Manning Will Ask Obama for Pardon

Tells defense team: 'It's OK ... I'm going to be all right'
By John Johnson,  Newser Staff
Posted Aug 21, 2013 6:36 PM CDT
Manning Will Ask Obama for Pardon
Army Pfc. Bradley Manning wears handcuffs as he is escorted into a courthouse in Fort Meade, Md., Wednesday.   (AP Photo/Patrick Semansky)

With his 35-year sentence for leaking military secrets, Bradley Manning should be eligible for parole in seven years, reports the Guardian. But the 25-year-old is hoping for an even shorter stay: His defense team will formally ask President Obama for a pardon next week. The chances of success are right about zero, but Mannng already has written his personal plea to the president, says attorney David Coombs:

  • "When I chose to disclose classified information, I did so out of a love to my country and a sense of duty to others. If you deny my request for a pardon, I will serve my time knowing that sometimes you have to pay a heavy price to live in a free society."
Coombs also relays that everyone on the defense team was emotional after the sentencing—except for Manning. "He looked to us and said: 'It's OK. I'm going to move forward and I'm going to be all right.'"

Reaction to the verdict is predictably all over the map:

  • Too light: "Manning is lucky he did not receive life, which he should have," writes Ryan Evans at the National Interest. "The sympathy for this 'troubled young man' is emblematic of a post-accountability society. No one, it seems, is to be held responsible for their actions any longer.

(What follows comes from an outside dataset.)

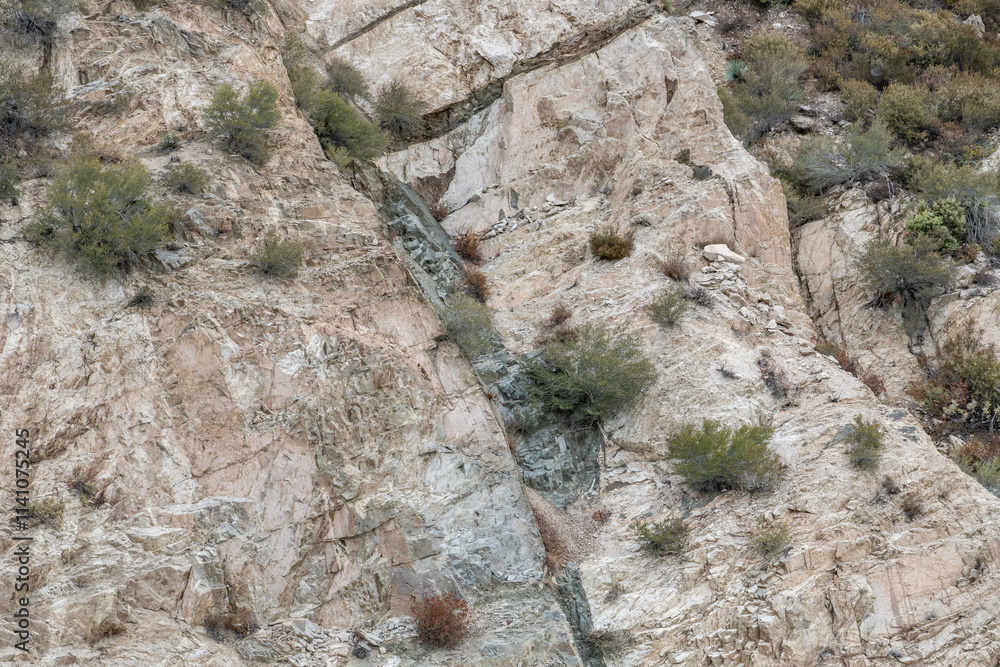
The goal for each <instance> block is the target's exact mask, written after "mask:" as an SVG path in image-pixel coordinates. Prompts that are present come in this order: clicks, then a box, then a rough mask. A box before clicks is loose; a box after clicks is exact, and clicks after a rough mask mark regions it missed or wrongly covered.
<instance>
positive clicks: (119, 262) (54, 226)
mask: <svg viewBox="0 0 1000 667" xmlns="http://www.w3.org/2000/svg"><path fill="white" fill-rule="evenodd" d="M150 186H151V179H150V176H149V172H147V171H146V168H145V167H143V166H142V165H141V164H137V163H126V164H118V165H110V166H107V167H104V166H102V165H101V163H100V162H99V161H98V159H97V158H96V157H93V156H83V157H80V158H78V159H76V160H75V161H74V162H72V163H70V164H69V165H68V166H66V167H64V168H62V169H59V170H58V171H57V172H56V177H55V179H54V180H53V181H52V184H51V185H50V186H49V189H48V200H49V205H48V207H47V208H46V209H45V210H44V211H42V212H41V213H40V214H39V216H38V218H37V219H36V221H35V222H33V223H31V224H30V225H28V227H27V228H26V229H25V235H26V236H27V237H29V238H30V239H32V240H36V241H39V242H41V243H44V244H46V245H51V246H53V247H55V248H57V249H60V250H62V251H64V252H66V253H68V254H69V255H71V256H72V257H74V258H75V259H77V260H79V261H80V262H82V263H83V264H84V265H86V266H88V267H90V268H91V269H93V270H94V271H96V272H97V273H98V274H99V275H107V274H111V273H115V272H117V271H122V270H128V269H129V268H131V267H132V266H134V265H135V264H136V262H138V261H139V259H140V258H141V257H143V256H145V255H147V254H148V253H150V252H152V251H153V250H155V249H156V248H158V247H160V245H162V244H163V242H164V241H165V240H166V239H167V237H168V235H169V227H170V225H169V222H170V213H169V211H168V209H167V207H166V206H164V205H163V204H160V203H157V202H155V201H154V200H153V198H152V197H151V196H150V194H149V191H150Z"/></svg>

Instead, blame is shifted to a difficult childhood, bullying, loneliness, or—my personal favorite—'the system.'"
  • Too severe: "Manning's harsh sentence and the government's despotic desire to 'send a message' represents yet another dismal step toward secrecy from a presidential administration that once pledged to be the 'most transparent in history,'" write Jesselyn Radack and Kathleen McClellan at CNN.
  • Just right: "Assuming that Manning is released on parole after a reasonable time, the sentence imposed by Col. Denise Lind strikes a reasonable balance between the damage Manning did to national security and the service he performed by exposing certain matters to public attention," write the editors at the LA Times.